People rarely write letters to each other today. We write emails and text messages, and hope they convey something more than perfunctory notes. Given this change, I wonder what will become and remain of us after we’re long gone. Will there be any connectivity or thread that binds one individual to another?
My life and memory of the past would be incomplete without the letters that I’ve written and those I’ve received, especially during my years in a refugee camp and when I immigrated to the United States.Along with my mother and two-year-old cousin, I left Bosnia in the midst of the war, which started in April 1992. We weren’t alone in our departure. Rather, we were joined by hundreds of women and children, leaving husbands and fathers behind. It was the end of November and living without power, water, or gas, not to mention very little food, was getting harder and harder. I was 13.
Our names were called and in the confusion and need to keep the line moving, we quickly boarded the diesel exhaust smelling bus, an old relic from the Communist past. There were no seats left and for the journey’s duration, I had to remain standing or use my suitcase as a chair.
There were no long goodbyes. I didn’t kiss or embrace my father because time didn’t allow it. He desperately sought our faces on the bus among other worn-out women and scared children. I began to cry. “If you’re going to cry, then we will not leave,” said my mother. I held back the tears.
Our faces finally met, as the bus started to move. My father walked faster to keep up with the bus until he faded from my view. How could I have known that this image of my father’s face would be the last I saw of him? How could I have known that years later, a month after my arrival in America, he would die at 46? How could I have known that we would never be reunited and that coming to America would be marked with darkness?
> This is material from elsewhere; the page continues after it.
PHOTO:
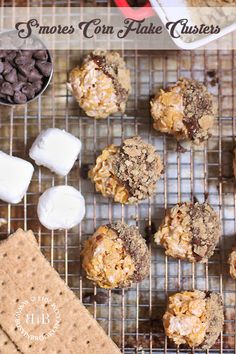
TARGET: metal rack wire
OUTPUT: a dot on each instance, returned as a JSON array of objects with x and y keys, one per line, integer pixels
[{"x": 133, "y": 317}]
After a three-day journey out of Sarajevo, I found myself in a refugee camp in the Czech Republic for what would be almost four years. During this time, the war in Bosnia was raging; people were dying, or were despondent and almost indifferent to both life and death. Life was getting harder as the days moved slowly, and it was impossible to see the difference between staying alive and accepting one’s death.
I kept in touch with my father. But it was impossible to determine when the letters would be sent and when would they arrive. This wasn’t as simple as taking a stroll to your local post office and mailing a letter to Sarajevo. Usually, we had to be on the lookout for humanitarian agencies that were bringing food and aid to Bosnia in order to not only send letters but also to ensure their delivery. In return, those in Bosnia would give letters to the humanitarian agencies that were going back to Czech Republic.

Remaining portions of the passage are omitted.